In order to further enhance the practical value of this study, future work should focus on expanding the data scale, enriching the data source, combining other intelligent optimization algorithms, gradually solving challenges such as scalability and parameter sensitivity, and promoting the improvement of the intelligence level of compliance supervision process. Through this process, corporate compliance management will develop in a more accurate and efficient direction, and ultimately provide a more intelligent, flexible and efficient solution for corporate compliance supervision. And In order to further improve the practical value of the research, future work should focus on expanding the data scale, enriching the data source, and combining other intelligent optimization algorithms, especially multimodal AI integration methods, to improve the intelligence level of the compliance supervision process.
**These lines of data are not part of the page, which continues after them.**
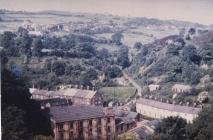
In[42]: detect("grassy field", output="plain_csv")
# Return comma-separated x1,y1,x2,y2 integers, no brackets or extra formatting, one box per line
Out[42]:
99,87,136,101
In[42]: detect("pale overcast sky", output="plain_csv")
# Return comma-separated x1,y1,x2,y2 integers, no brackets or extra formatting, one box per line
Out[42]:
0,0,213,24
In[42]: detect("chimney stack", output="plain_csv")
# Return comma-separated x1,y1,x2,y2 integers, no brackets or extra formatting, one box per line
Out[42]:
166,100,169,104
186,102,189,106
103,107,114,115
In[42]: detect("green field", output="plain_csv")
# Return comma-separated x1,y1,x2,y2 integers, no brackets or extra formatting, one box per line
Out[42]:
99,87,136,101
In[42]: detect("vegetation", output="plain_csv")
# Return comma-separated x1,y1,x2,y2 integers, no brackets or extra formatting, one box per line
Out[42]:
147,107,213,140
1,69,52,140
127,29,213,102
98,87,136,101
0,28,129,89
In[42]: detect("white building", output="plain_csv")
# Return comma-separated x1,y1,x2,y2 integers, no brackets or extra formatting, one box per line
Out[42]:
136,98,202,122
172,84,192,93
149,84,160,91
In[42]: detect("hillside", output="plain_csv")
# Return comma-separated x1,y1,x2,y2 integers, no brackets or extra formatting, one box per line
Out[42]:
127,28,213,102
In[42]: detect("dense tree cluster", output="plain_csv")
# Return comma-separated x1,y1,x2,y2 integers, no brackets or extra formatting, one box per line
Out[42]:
147,107,213,140
0,28,129,88
1,70,52,140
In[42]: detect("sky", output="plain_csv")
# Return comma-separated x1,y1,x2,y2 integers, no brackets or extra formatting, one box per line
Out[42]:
0,0,213,25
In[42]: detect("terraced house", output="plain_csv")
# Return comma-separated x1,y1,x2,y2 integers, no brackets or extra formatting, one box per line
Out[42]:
50,106,115,140
30,87,103,105
136,98,202,122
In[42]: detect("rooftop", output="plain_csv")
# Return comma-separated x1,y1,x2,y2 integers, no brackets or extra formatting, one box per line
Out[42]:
137,98,202,114
50,106,111,122
30,88,96,99
172,84,191,90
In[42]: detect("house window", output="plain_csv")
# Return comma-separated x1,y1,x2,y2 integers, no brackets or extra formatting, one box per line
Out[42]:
58,124,63,130
89,128,92,136
60,132,64,140
79,121,83,128
97,127,101,135
70,122,73,129
107,126,111,133
69,131,73,139
107,118,110,123
98,118,101,125
89,120,92,126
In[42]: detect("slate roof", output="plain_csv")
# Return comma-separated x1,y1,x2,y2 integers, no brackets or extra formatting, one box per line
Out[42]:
50,106,110,122
172,84,191,90
130,126,152,139
113,108,138,124
137,98,202,114
39,98,69,106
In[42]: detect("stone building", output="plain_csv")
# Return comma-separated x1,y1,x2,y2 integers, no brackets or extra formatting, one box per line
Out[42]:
50,106,116,140
30,88,103,105
149,84,160,92
128,120,160,140
136,98,202,122
172,84,192,93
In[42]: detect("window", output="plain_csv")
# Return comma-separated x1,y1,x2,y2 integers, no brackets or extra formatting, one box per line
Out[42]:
79,121,83,127
97,127,101,135
89,120,92,126
107,126,111,133
98,118,101,125
89,128,92,136
107,118,110,123
70,122,73,129
60,132,64,140
69,131,73,139
58,124,63,130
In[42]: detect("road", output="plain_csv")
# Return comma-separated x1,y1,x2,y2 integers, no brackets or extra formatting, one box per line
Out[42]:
123,72,142,96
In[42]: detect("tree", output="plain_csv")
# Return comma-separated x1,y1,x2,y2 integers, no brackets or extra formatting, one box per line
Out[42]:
112,33,123,45
117,48,130,68
1,69,52,139
32,38,43,57
117,133,137,140
134,42,142,50
105,66,122,78
187,107,213,140
2,106,27,140
149,117,187,140
182,45,201,64
0,31,15,48
52,62,65,76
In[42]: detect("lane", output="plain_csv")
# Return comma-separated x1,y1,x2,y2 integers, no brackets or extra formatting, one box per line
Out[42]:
122,72,142,96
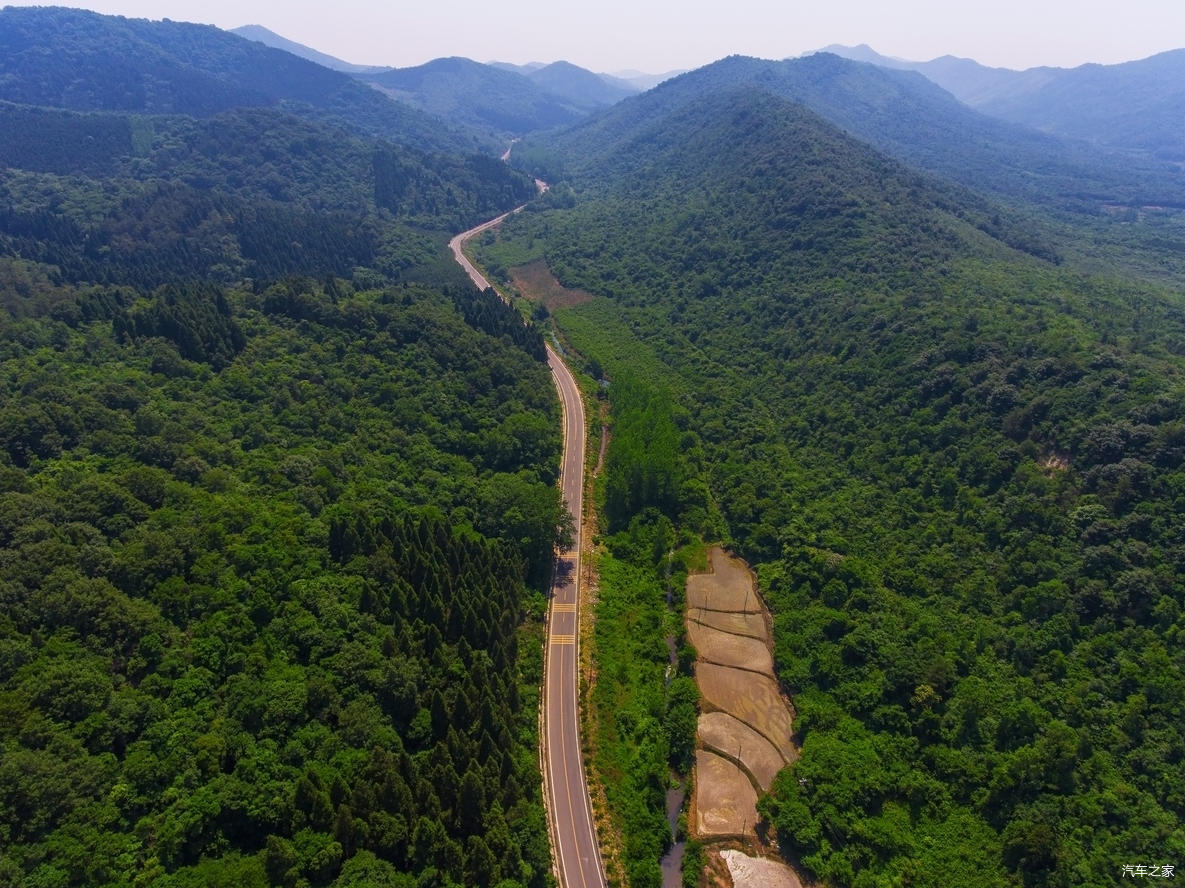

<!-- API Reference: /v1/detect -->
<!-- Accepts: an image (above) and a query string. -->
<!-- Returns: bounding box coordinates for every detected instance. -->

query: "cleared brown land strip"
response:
[687,621,774,675]
[687,607,769,644]
[510,258,594,312]
[696,749,757,838]
[687,548,762,614]
[699,713,787,792]
[696,663,794,759]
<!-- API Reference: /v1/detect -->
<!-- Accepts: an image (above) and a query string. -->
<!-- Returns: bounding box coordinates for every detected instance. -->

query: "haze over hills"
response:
[0,8,1185,888]
[360,58,584,139]
[230,25,387,74]
[0,6,476,151]
[825,45,1185,161]
[0,8,564,888]
[520,53,1185,212]
[485,62,1185,888]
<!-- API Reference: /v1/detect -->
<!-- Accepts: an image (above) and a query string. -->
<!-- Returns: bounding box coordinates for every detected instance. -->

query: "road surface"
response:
[449,213,607,888]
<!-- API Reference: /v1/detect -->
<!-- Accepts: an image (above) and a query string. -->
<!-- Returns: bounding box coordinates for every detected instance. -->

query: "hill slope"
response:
[476,82,1185,888]
[230,25,387,74]
[0,7,475,151]
[363,58,584,139]
[533,55,1185,213]
[828,46,1185,161]
[526,62,639,111]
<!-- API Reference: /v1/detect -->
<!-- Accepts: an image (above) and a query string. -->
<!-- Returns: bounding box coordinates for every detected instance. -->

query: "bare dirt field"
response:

Multimodal AI integration will help to integrate different types of data (such as structured data, unstructured data, real-time data, etc.) to provide more comprehensive and accurate decision support. This can not only improve the accuracy and reliability of the supervision process, but also enhance its adaptability in more complex scenarios. Ultimately, it will promote corporate compliance management in a more accurate and efficient direction and provide more intelligent and scalable compliance supervision solutions for all types of companies.